I'm trying (and failing) not to over-react. Unfortunately, I've just done a flist cull on my other journal and I can't do it again. Maybe I could add everyone I trust to this one - but it's the people I thought I could trust who tend to make me feel worst. They c&p something I've said generally and imply I've said it about them alone. They vanish on me. They tell me how I'm doing something wrong when I'm trying to be helpful. They say, if I post an article on something, "well, anyone who thinks that way is a total dickhead" or words to that effect.
I kind of see why people just shut down their online persona and move. I quite want to do that. It hurts, because I've got such long ties with people. But this LJ is called "I accept myself" because I want to accept me as how I am, not how other people think I should be.
I'm facing too much 'should' in my online life. It used to be that someone would say something hurtful every 6 months or so. Now it's at least every week. I don't need to have that. I need to walk away, now.

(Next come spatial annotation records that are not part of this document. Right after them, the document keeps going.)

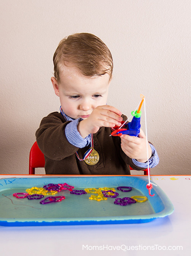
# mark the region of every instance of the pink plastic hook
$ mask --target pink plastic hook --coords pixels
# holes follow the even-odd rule
[[[146,187],[148,190],[148,193],[149,194],[149,195],[151,196],[154,196],[154,194],[153,194],[153,195],[151,194],[151,190],[153,188],[153,185],[151,183],[150,184],[148,183],[148,184],[146,184]]]

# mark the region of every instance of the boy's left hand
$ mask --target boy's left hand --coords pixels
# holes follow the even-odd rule
[[[123,134],[120,137],[121,149],[130,158],[135,159],[142,163],[147,162],[146,143],[148,144],[148,159],[152,156],[151,147],[141,129],[138,137]]]

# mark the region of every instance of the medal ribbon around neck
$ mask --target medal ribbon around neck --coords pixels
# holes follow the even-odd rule
[[[94,165],[99,160],[99,154],[94,149],[94,139],[93,134],[91,134],[91,146],[89,149],[87,151],[84,155],[83,159],[80,159],[78,152],[75,153],[80,161],[84,160],[85,162],[89,165]]]
[[[68,117],[63,112],[60,106],[60,110],[61,113],[67,121],[73,121],[71,118]],[[91,147],[84,154],[83,159],[80,159],[78,152],[75,153],[76,156],[80,161],[84,161],[85,162],[89,165],[94,165],[96,164],[99,160],[99,156],[98,153],[94,149],[94,139],[93,134],[91,134]]]

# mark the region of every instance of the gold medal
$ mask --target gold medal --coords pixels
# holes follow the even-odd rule
[[[88,156],[84,159],[84,160],[87,164],[89,165],[94,165],[98,162],[99,160],[99,156],[98,153],[94,148],[92,147],[91,148],[92,148],[93,150]]]

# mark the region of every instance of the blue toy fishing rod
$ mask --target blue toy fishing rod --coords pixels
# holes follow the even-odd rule
[[[124,121],[121,123],[122,125],[119,128],[119,126],[113,128],[115,130],[111,133],[112,136],[121,136],[123,134],[127,134],[130,136],[137,137],[140,132],[140,118],[142,112],[141,111],[141,107],[143,105],[145,97],[143,96],[138,109],[135,111],[131,112],[131,115],[133,116],[132,120],[127,124]],[[124,126],[125,128],[121,128]]]

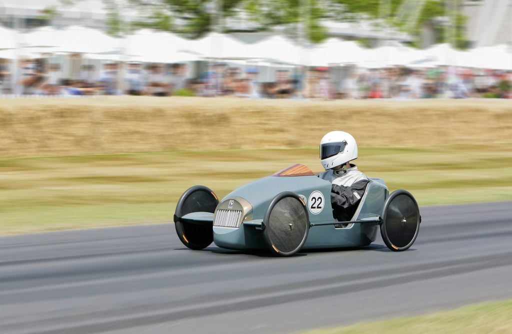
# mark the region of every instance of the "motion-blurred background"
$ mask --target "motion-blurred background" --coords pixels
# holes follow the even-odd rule
[[[0,0],[0,332],[287,333],[512,298],[511,82],[512,0]],[[335,130],[418,201],[414,247],[180,242],[186,189],[323,171]]]
[[[485,98],[510,97],[511,17],[507,0],[0,0],[2,233],[167,222],[191,185],[319,171],[331,130],[421,205],[510,199],[510,103]]]

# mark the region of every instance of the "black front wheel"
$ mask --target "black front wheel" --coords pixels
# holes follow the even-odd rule
[[[219,204],[217,195],[209,188],[196,186],[187,190],[180,197],[174,214],[174,226],[180,240],[193,250],[201,250],[214,241],[213,222],[197,224],[182,217],[192,212],[214,212]]]
[[[382,217],[380,234],[388,248],[401,252],[412,246],[421,217],[418,203],[410,192],[394,191],[386,200]]]
[[[271,253],[291,256],[298,252],[309,232],[309,217],[306,204],[297,195],[285,192],[278,194],[263,219],[263,235]]]

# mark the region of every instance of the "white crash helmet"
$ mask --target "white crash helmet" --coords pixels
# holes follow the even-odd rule
[[[355,139],[343,131],[329,132],[320,141],[320,159],[326,170],[357,159]]]

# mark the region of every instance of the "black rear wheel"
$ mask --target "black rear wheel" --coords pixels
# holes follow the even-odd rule
[[[263,235],[268,249],[280,256],[291,256],[298,252],[309,232],[306,205],[292,192],[282,192],[274,197],[263,222]]]
[[[209,188],[196,186],[187,190],[180,197],[174,214],[174,226],[180,240],[185,246],[201,250],[214,241],[213,222],[187,221],[181,218],[192,212],[214,212],[219,204],[217,196]]]
[[[380,234],[386,246],[395,252],[405,251],[414,243],[421,222],[419,208],[413,195],[397,190],[386,200]]]

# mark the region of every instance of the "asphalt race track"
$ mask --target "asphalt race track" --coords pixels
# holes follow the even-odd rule
[[[0,238],[0,333],[288,333],[512,298],[512,202],[423,208],[416,242],[274,258],[172,224]]]

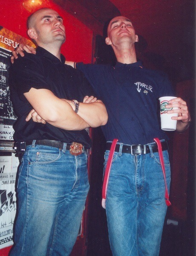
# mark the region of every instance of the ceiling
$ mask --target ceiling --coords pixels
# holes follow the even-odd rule
[[[174,81],[194,78],[195,0],[54,0],[95,33],[108,18],[130,19],[139,58],[165,70]]]

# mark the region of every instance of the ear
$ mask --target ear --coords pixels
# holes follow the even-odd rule
[[[138,38],[138,35],[135,35],[135,42],[138,42],[139,39]]]
[[[29,29],[27,31],[29,37],[32,39],[36,39],[37,38],[37,33],[34,29]]]
[[[106,44],[107,45],[110,45],[112,44],[112,42],[109,38],[107,37],[106,38]]]

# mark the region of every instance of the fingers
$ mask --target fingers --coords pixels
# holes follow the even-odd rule
[[[89,103],[97,101],[97,98],[94,96],[85,96],[83,99],[84,103]]]
[[[169,102],[169,104],[167,105],[167,108],[178,108],[177,109],[173,109],[167,111],[167,113],[168,114],[178,113],[178,116],[173,116],[172,119],[180,120],[183,122],[187,122],[190,121],[190,116],[186,102],[181,98],[176,98],[170,100]]]
[[[11,57],[11,62],[12,64],[14,63],[14,59],[17,58],[18,54],[20,54],[22,57],[24,57],[24,54],[23,52],[24,51],[25,51],[25,52],[26,52],[28,53],[33,53],[33,54],[36,54],[36,49],[32,46],[29,46],[27,44],[20,44],[19,46],[14,51],[12,52],[13,56]]]
[[[34,111],[35,111],[35,110],[34,109],[32,109],[32,110],[31,110],[30,111],[30,112],[29,113],[28,115],[26,117],[26,119],[25,119],[26,122],[28,122],[28,121],[29,121],[29,120],[32,118],[32,113],[33,113]]]
[[[46,122],[45,120],[42,119],[42,118],[39,116],[37,113],[34,109],[32,109],[30,111],[26,118],[26,120],[28,122],[31,118],[32,118],[32,120],[33,122],[35,122],[41,123],[43,124],[46,124]]]
[[[27,44],[25,44],[24,45],[23,48],[23,50],[27,52],[28,52],[28,53],[33,53],[33,54],[36,54],[36,49],[32,46],[29,46]]]

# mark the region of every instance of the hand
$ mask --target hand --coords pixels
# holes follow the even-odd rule
[[[97,98],[94,96],[85,96],[83,99],[83,103],[92,103],[97,101]]]
[[[28,122],[28,121],[29,121],[31,118],[32,118],[33,122],[35,122],[41,123],[44,125],[46,123],[46,122],[45,120],[42,119],[41,116],[40,116],[34,109],[32,109],[32,110],[30,111],[28,115],[26,117],[26,122]]]
[[[191,121],[190,114],[186,102],[181,98],[176,98],[169,101],[168,103],[167,108],[178,108],[177,109],[167,111],[168,114],[178,113],[178,116],[172,116],[172,119],[180,120],[183,123],[188,122]]]
[[[33,53],[34,54],[36,54],[36,50],[33,47],[29,46],[27,44],[20,44],[19,46],[14,51],[12,52],[13,56],[11,57],[11,62],[12,64],[14,63],[14,58],[17,58],[17,55],[18,54],[22,57],[24,57],[24,54],[23,52],[24,51],[29,53]]]

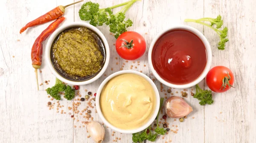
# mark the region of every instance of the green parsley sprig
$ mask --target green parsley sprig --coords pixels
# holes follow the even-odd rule
[[[200,101],[199,102],[200,105],[204,105],[206,104],[210,105],[213,103],[212,91],[204,90],[199,87],[198,84],[195,85],[195,89],[196,92],[193,97]]]
[[[149,141],[154,142],[157,139],[157,137],[158,134],[164,135],[166,132],[166,130],[163,128],[160,128],[158,126],[158,117],[160,113],[161,108],[163,106],[163,98],[162,98],[160,99],[160,108],[157,116],[157,128],[154,131],[156,132],[154,134],[151,132],[151,125],[147,128],[144,130],[140,132],[137,132],[132,134],[132,141],[134,143],[142,143],[145,140],[148,140]],[[148,134],[147,134],[147,130],[149,130]]]
[[[47,88],[46,92],[47,94],[57,100],[61,100],[60,92],[65,92],[64,98],[68,100],[71,100],[75,97],[75,90],[70,85],[62,83],[62,81],[57,78],[56,78],[55,85],[51,88]]]
[[[82,20],[90,21],[90,24],[96,26],[102,26],[105,23],[109,25],[111,32],[115,34],[117,39],[119,35],[127,31],[126,28],[132,25],[133,22],[130,19],[125,20],[125,14],[132,4],[141,0],[131,0],[106,8],[99,9],[98,3],[88,2],[82,5],[79,11],[79,16]],[[111,9],[125,6],[116,14],[113,14]]]
[[[206,17],[200,18],[198,20],[187,19],[185,20],[184,21],[186,22],[192,22],[201,24],[214,30],[219,36],[221,39],[218,43],[218,48],[221,50],[225,49],[225,43],[229,40],[227,38],[228,29],[227,27],[225,27],[222,30],[219,29],[223,25],[223,20],[221,20],[221,16],[220,15],[218,15],[216,18]],[[204,21],[209,22],[210,25],[206,24]],[[216,28],[213,27],[215,25],[216,25]]]

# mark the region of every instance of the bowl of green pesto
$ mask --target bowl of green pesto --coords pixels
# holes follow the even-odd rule
[[[86,23],[73,22],[52,33],[46,49],[47,63],[61,81],[73,85],[94,81],[106,70],[109,47],[102,33]]]

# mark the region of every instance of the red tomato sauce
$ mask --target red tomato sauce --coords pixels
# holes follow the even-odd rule
[[[182,29],[170,31],[157,41],[152,62],[158,75],[176,84],[189,83],[202,73],[207,61],[203,42],[194,33]]]

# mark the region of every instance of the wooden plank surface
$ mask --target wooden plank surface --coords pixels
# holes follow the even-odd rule
[[[90,138],[87,137],[88,134],[81,123],[85,121],[82,117],[84,114],[81,115],[80,113],[76,114],[72,110],[69,110],[68,107],[72,107],[73,102],[65,100],[61,101],[61,105],[64,107],[60,108],[57,113],[57,103],[47,97],[44,90],[55,84],[55,77],[44,62],[45,61],[44,56],[40,69],[42,72],[39,72],[39,83],[48,80],[50,81],[49,84],[44,83],[40,86],[40,91],[36,90],[35,73],[31,64],[30,50],[35,39],[50,23],[29,28],[22,34],[19,33],[20,28],[31,20],[58,5],[77,1],[0,1],[2,13],[0,15],[0,143],[92,142]],[[101,8],[105,8],[126,0],[92,1],[99,3]],[[64,16],[67,19],[63,24],[81,21],[78,11],[81,4],[66,8]],[[159,32],[177,24],[189,25],[199,30],[208,39],[212,51],[212,67],[227,66],[235,75],[236,89],[222,94],[215,94],[215,102],[212,105],[201,106],[196,99],[188,96],[185,100],[193,107],[193,112],[183,123],[168,118],[170,126],[173,124],[178,126],[177,128],[170,127],[171,129],[177,128],[178,133],[169,133],[164,139],[161,137],[157,143],[165,143],[169,140],[175,143],[256,143],[254,122],[256,64],[254,62],[256,60],[254,55],[256,53],[256,32],[254,30],[256,27],[256,11],[253,6],[256,4],[254,0],[238,0],[236,3],[231,0],[144,0],[135,3],[128,11],[126,17],[134,22],[134,25],[128,30],[136,31],[145,37],[147,49]],[[116,12],[119,9],[117,8],[113,11]],[[230,41],[227,49],[223,51],[217,49],[219,39],[214,31],[198,24],[183,22],[186,18],[215,17],[219,14],[223,16],[224,25],[229,28]],[[111,58],[105,73],[106,76],[103,76],[91,84],[81,86],[81,96],[87,94],[86,89],[95,93],[107,76],[120,70],[121,68],[130,70],[131,65],[134,66],[131,70],[142,71],[151,78],[154,78],[151,75],[148,66],[147,50],[135,63],[126,62],[116,53],[113,45],[115,39],[110,34],[109,28],[106,26],[97,28],[107,38]],[[160,83],[157,81],[155,83],[160,89]],[[200,84],[204,86],[204,81]],[[168,88],[163,86],[164,90],[167,90]],[[190,91],[195,91],[193,89],[186,89],[189,95]],[[172,93],[180,96],[180,92],[183,90],[172,89]],[[160,96],[164,97],[166,93],[160,92]],[[171,95],[171,93],[167,95]],[[78,98],[79,96],[76,99]],[[51,110],[47,107],[49,101],[55,104],[54,109]],[[78,109],[81,111],[85,108],[86,103],[81,102]],[[66,114],[61,114],[61,110]],[[94,109],[91,110],[93,120],[102,123]],[[74,114],[75,120],[70,118],[70,112]],[[121,139],[118,142],[132,142],[131,135],[115,133],[112,136],[113,131],[104,126],[106,131],[104,143],[111,143],[116,137]]]

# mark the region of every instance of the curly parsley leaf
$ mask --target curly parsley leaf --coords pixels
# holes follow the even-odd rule
[[[200,105],[204,105],[206,104],[210,105],[213,103],[212,91],[204,90],[199,87],[198,84],[195,85],[195,89],[196,92],[193,97],[200,101],[199,102]]]
[[[94,26],[102,26],[104,23],[109,25],[111,32],[114,34],[117,39],[119,35],[127,31],[127,28],[132,25],[133,22],[129,19],[127,20],[125,14],[133,4],[140,0],[131,0],[106,8],[99,9],[98,3],[88,2],[82,5],[79,13],[82,20],[89,21],[89,23]],[[115,14],[111,9],[125,6]]]

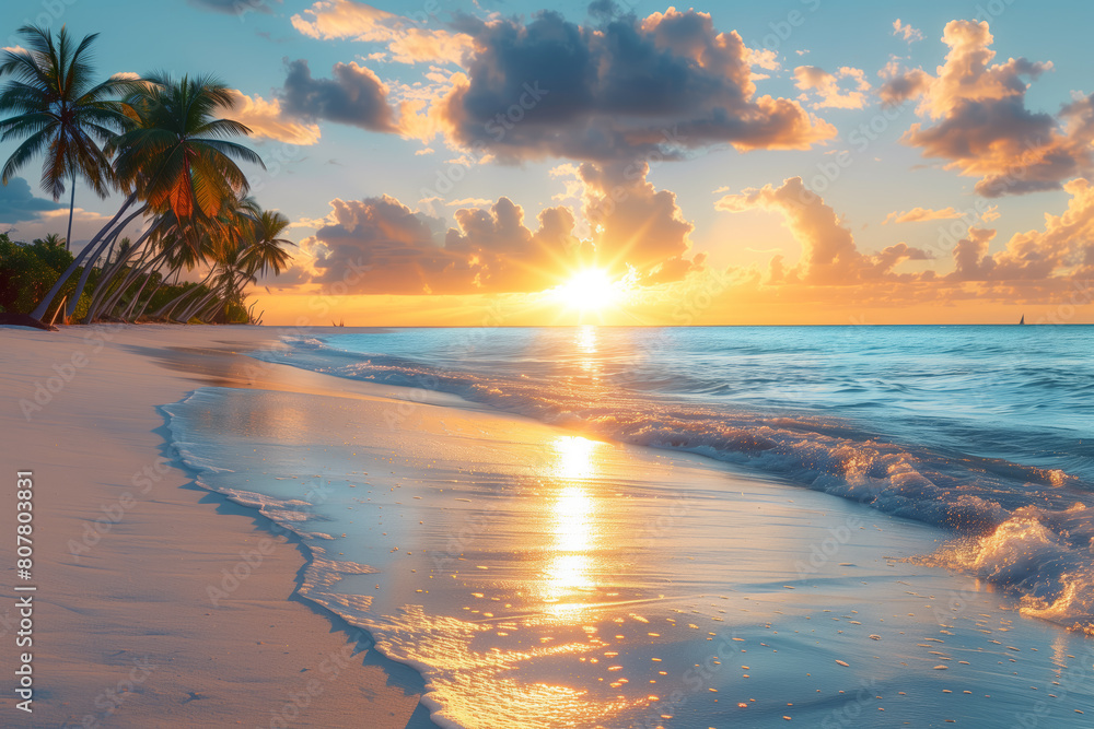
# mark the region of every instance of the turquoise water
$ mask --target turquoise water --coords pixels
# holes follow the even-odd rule
[[[407,407],[205,388],[167,411],[444,726],[1010,726],[1049,686],[1037,717],[1080,727],[1089,689],[1051,685],[1094,659],[1092,332],[318,331],[255,356]],[[454,431],[453,395],[565,430]]]

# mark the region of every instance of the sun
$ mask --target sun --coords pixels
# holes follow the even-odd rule
[[[561,304],[580,311],[603,311],[618,304],[625,293],[624,281],[613,280],[607,271],[597,268],[578,271],[555,289]]]

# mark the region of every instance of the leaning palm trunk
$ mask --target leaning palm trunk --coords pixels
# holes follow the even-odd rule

Do I delete my other LJ? I think I probably do, temporarily, just to stop me checking it over and over. I definitely should do it with my FB, but it's difficult when it's work-connected. And I don't want to look like I'm being dramatic, but I feel dramatic. I feel like the computer is dragging me down.
|Wednesday, April 11th, 2007|
If someone else injured me to the extent I injure myself, everyone would tell me to leave them. But you can't leave yourself. And you're told that abusers rarely change.
And actually? It does help, sometimes.
|Sunday, September 3rd, 2006|
Son is behaving in particularly irritating fashion. It only takes me saying "No" for him immediately to go back to it. He turns round, looks at me, then ignores me. And believe me, he knows what I mean.
Is driving me mad. Am trying not to scream at him. Am trying not to cry.
Am also frustrated by something else: someone is making very unhelpful comments in his journal, and I want to tell him so but he's going through a tough period. And it's HIS journal. And I've tried once and only got a very very defensive response.
And said response has irritated me further and I really really really want to respond and tell him exactly why what he's saying is out of order, but also very much like him and do not wish to upset him.
And it's HIS journal. But I am stewing very much over it and am actually quite angry.